The decision to leave its main policy rate at 4 per cent was widely-expected after eurozone inflation last month hit a 14-year high of 3.2 per cent. The ECB’s concerns that a temporary rise in price pressures could become longer-lasting are thought to have outweighed fears about growth.
The ECB’s stance has contrasted sharply with the aggressive interest rate cuts announced by the US Federal Reserve.
However, comments by Jean-Claude Trichet, ECB president, later on Thursday will be scrutinised for any sign that the ECB could lower borrowing costs in coming months. Financial markets have priced-in three, quarter-percentage point cuts by the end of this year.
Last month, when interest rates were also left unchanged, Mr Trichet had hinted that the central bank could still raise rates pre-emptively” to head off the inflationary dangers posed by higher wage settlements. The 21-strong ECB governing council had only discussed two possibilities,” he said on January 10, making clear that a cut was not then on the central bank’s agenda.
But since that date, financial markets have seen dramatic falls while economic surveys have pointed to a sharp deterioration in growth across the 15-country eurozone region at the start of this year – especially in the service sector. Some on the governing council are likely to have argued that the recent financial turbulence will help restrain wage demands by trade unions – reducing the need for it to take as hawkish a stance.

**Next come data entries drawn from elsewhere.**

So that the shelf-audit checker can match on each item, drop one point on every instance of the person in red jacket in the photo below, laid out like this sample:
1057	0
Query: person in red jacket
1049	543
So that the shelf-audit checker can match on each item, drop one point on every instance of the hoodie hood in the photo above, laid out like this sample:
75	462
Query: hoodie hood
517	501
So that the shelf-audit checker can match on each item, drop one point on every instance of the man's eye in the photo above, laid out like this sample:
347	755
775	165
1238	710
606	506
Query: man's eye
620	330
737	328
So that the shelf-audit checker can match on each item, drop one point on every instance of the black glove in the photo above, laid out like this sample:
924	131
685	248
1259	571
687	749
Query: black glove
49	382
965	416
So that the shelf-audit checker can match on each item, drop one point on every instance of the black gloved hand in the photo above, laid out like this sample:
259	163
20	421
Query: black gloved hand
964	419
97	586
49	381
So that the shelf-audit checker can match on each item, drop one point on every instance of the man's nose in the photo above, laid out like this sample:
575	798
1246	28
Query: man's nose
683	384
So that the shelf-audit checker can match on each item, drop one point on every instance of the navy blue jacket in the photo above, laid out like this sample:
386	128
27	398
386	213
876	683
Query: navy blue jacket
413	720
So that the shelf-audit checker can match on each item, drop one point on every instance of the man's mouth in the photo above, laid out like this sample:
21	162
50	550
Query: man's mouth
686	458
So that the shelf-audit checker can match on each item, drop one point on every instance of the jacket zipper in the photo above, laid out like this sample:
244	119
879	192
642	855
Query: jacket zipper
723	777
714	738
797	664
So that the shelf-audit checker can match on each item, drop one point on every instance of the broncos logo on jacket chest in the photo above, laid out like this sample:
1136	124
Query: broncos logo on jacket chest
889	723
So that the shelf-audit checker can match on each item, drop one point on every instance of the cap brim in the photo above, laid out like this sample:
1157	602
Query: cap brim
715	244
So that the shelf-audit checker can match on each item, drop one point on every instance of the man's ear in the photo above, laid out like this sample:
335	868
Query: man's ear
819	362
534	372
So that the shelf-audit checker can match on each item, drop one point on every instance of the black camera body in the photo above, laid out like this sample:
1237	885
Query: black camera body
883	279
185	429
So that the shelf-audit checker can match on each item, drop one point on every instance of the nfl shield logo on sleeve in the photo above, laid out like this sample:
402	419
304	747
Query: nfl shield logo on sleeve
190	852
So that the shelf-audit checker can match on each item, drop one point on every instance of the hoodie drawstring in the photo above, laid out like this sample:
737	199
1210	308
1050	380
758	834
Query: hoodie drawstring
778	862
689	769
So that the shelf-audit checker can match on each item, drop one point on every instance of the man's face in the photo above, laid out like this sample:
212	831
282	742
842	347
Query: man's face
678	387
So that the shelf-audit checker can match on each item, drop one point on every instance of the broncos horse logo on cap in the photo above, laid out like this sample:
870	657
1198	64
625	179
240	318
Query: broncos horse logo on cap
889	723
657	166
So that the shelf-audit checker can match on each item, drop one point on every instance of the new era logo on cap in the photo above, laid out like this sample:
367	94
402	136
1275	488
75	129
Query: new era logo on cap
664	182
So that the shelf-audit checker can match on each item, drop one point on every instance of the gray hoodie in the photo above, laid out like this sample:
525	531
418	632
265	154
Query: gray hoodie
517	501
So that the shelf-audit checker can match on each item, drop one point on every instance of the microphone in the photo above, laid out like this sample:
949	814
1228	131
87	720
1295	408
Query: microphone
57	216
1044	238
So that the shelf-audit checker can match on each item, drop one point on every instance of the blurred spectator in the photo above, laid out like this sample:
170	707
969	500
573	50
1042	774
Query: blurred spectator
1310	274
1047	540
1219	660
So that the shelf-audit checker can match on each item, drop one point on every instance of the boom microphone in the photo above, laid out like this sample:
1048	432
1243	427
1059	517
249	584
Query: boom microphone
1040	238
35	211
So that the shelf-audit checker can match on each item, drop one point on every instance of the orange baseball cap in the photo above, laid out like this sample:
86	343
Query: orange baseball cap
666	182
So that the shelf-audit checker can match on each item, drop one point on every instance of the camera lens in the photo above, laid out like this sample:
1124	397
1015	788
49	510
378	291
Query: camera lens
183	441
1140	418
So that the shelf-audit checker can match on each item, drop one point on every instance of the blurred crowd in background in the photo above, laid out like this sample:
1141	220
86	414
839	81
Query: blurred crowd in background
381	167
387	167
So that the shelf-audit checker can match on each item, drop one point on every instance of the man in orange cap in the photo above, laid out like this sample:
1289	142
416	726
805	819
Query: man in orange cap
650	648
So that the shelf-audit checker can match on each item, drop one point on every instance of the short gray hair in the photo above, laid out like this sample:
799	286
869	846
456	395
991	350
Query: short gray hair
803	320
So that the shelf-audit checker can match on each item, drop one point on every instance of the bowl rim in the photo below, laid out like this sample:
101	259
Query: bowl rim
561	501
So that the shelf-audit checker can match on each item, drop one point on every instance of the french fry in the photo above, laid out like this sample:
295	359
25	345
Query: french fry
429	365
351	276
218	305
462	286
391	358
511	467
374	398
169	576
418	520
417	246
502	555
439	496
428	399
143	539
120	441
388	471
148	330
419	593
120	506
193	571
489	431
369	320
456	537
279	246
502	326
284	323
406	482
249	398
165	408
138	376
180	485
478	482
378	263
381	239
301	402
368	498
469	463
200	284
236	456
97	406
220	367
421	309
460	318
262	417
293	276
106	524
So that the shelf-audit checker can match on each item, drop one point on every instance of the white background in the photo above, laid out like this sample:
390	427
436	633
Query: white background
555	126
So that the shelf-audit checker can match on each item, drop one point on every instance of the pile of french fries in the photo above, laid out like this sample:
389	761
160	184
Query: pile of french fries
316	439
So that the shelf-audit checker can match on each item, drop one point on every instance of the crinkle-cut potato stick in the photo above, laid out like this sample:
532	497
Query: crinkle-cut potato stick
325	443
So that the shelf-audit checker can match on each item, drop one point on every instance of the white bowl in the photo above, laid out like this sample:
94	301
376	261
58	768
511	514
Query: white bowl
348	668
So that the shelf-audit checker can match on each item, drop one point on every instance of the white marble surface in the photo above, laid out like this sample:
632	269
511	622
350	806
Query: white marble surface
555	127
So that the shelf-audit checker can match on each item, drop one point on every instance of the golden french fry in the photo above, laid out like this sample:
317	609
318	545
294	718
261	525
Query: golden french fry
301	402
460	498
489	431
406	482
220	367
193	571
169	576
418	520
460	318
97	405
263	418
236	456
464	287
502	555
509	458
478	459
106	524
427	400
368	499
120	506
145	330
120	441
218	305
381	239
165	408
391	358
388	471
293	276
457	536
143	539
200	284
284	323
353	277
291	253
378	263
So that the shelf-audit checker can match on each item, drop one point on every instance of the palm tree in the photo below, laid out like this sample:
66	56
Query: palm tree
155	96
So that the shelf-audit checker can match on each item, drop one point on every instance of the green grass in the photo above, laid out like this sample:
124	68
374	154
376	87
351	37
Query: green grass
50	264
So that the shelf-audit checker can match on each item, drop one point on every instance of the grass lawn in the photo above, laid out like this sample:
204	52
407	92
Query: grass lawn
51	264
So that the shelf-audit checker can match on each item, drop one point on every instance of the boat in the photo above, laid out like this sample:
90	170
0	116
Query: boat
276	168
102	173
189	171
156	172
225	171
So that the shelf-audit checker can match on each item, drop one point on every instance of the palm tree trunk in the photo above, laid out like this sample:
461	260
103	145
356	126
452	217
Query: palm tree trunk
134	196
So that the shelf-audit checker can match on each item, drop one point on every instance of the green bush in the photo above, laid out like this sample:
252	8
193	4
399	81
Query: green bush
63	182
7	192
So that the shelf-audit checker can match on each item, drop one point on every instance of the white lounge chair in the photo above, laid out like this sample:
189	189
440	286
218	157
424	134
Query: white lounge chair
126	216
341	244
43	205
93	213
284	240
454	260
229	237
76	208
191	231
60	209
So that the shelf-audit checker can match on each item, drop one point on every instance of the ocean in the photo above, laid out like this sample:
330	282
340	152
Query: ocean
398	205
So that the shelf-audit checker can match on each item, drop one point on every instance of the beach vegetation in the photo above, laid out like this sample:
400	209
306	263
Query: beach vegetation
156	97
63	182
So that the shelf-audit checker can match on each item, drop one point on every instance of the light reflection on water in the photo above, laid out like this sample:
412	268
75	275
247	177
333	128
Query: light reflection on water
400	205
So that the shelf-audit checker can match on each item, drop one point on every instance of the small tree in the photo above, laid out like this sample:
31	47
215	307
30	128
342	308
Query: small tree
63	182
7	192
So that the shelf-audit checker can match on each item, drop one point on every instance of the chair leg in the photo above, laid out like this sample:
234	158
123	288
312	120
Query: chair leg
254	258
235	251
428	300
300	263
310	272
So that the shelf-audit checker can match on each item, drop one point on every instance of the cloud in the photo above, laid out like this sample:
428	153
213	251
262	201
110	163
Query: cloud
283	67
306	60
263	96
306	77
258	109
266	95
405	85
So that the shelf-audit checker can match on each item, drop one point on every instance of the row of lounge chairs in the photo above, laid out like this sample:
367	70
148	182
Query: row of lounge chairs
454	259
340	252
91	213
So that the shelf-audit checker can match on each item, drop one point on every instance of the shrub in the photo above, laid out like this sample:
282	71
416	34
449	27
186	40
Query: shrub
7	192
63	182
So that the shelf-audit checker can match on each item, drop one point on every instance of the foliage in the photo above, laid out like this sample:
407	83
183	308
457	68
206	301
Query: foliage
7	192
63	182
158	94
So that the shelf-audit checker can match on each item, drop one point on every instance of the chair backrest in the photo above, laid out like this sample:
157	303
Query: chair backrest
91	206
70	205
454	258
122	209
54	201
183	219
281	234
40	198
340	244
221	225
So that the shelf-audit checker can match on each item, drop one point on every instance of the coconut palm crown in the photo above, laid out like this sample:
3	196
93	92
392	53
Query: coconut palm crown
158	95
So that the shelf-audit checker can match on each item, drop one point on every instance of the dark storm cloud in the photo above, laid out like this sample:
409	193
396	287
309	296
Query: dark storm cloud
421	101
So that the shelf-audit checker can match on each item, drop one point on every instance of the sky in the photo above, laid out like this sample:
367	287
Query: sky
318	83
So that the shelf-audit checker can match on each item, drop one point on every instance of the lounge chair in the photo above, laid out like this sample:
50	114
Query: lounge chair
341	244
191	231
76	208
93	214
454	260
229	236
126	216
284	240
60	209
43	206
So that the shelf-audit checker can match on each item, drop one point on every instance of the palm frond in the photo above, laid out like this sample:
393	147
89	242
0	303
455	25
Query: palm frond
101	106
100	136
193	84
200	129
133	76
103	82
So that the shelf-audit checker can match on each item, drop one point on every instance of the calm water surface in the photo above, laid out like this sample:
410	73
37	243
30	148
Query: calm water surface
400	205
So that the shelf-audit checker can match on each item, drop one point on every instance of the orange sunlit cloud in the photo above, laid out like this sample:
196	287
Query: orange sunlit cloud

Still, signs of a substantial slowdown underway are not yet convincing. Germany reported a smaller than expected fall in manufacturing orders in December. The 1.7 per cent drop followed a 3 per cent rise in November. The Berlin economics ministry said the figure pointed to "positive developments" in industrial production in coming months.
The ECB aims to keep the eurozone’s annual inflation rate below but close” to 2 per cent. It has been outside that range since August last year.